The captain already said all of this, Adda subvocalized beside Iridian, as if the repetition was as exasperating as resistance to her plan.
“A move like you’re talking about takes setup, though, yeah?” Iridian said. “Once you drop all the ‘diplomatic’ threats that’ll get you out of the contract, you have to have the fleet ready to back you up or Oxia will just wipe us off the ’ject quietly, with the ITA’s help. That means the fleet has to get ready.” Which was something the captain already knew. Wasn’t it?
“The fleet,” Captain Sloane repeated so quietly that the hairs on the back of Iridian’s neck stood up. Fleet pre-op preparations hadn’t factored into Sloane’s contract dissolution timetable because Adda never told the captain that she and Ogir were pursuing that option.
Iridian pressed her lips together and purposefully found a point on the wall to look at instead of glaring at Adda. She and Ogir investigated possibilities’ viability before bringing them to the captain’s attention, but the captain should’ve known everyth
ing before Iridian had talked to Qasid on the crew’s behalf.
“Oxia’s fleet?” Captain Sloane asked. “How and when was that arranged?”
“Just now,” Iridian said. “The first invitation was offered and accepted, anyway. We’ll see what Fleet Commander Qasid comes up with.”
“Your crew is formidable.” Adda might’ve added the extra emphasis on “your,” or Iridian might’ve just wished she had. “But additional forces will be necessary when—”
“The biggest megacorporation this side of Mars turns on me after my blatant betrayal, yes,” Sloane snapped.
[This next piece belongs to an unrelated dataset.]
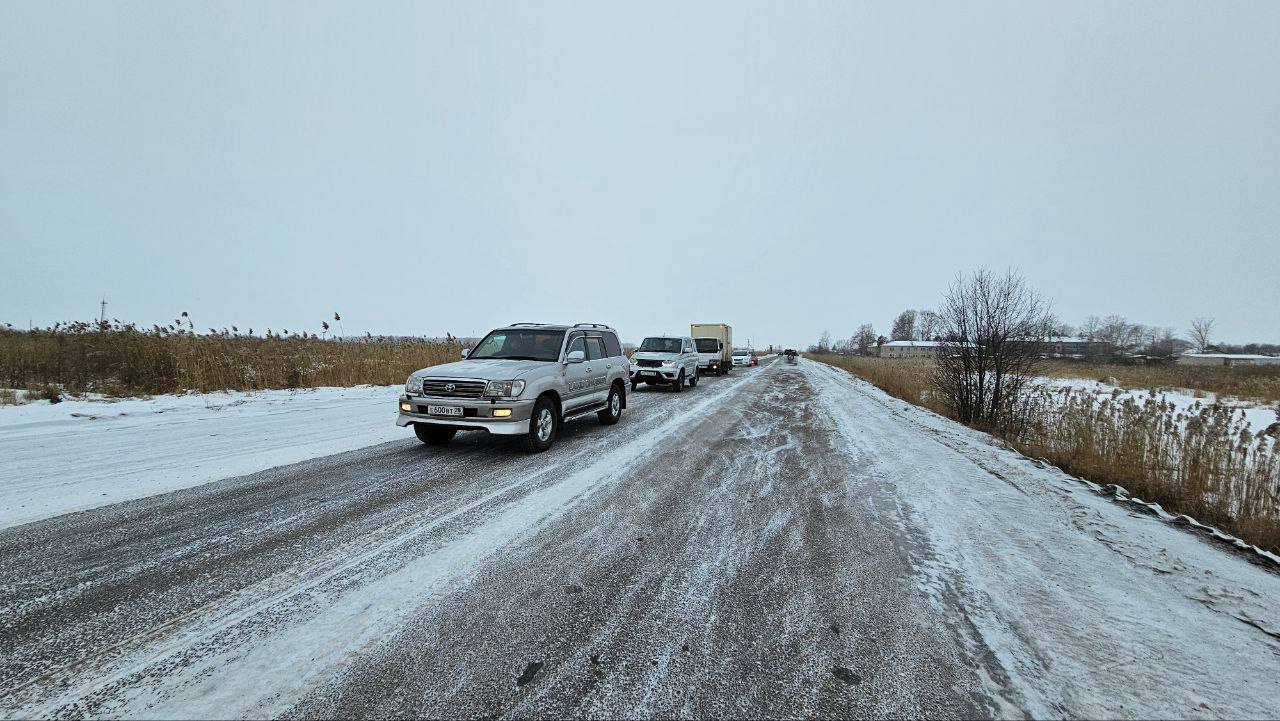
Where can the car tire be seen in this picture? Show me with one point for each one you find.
(543, 427)
(613, 406)
(434, 434)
The captain paced the length of their living room while Tritheist and Iridian watched each other in peripheral vision. If the captain needed something physical and dangerous done, Tritheist would get the order to carry it out, and Iridian would have to stop him.
The captain faced Adda. “That’s not all we need. This is only a part of Oxia’s fleet. They’ll call in the rest, if they’re threatened. They may have done so already, although Ogir would have told me if he’d heard something to that effect.”
Adda nodded. “I’d hoped you’d consider speaking to representatives of the ITA . . .” Sloane’s bitter bark of laughter was loud enough to bounce off the walls and startle Adda. “. . . and the NEU. With enough Oxia ships, you’d outnumber anything they have locally,” Adda said. “They’d listen to your proposition of alternative leadership if something were in it for them.”
“Such as the political capital of capturing a widely vilified pirate?” Sloane’s shaking head sent a cascade of black hair across the captain’s shoulders. “What could interest them more?”
“Oxia’s been marking up their fuel and mineral prices against both groups for years. A captured pirate is a short-term accomplishment. Reduced travel and resource costs would be a much longer-term benefit.”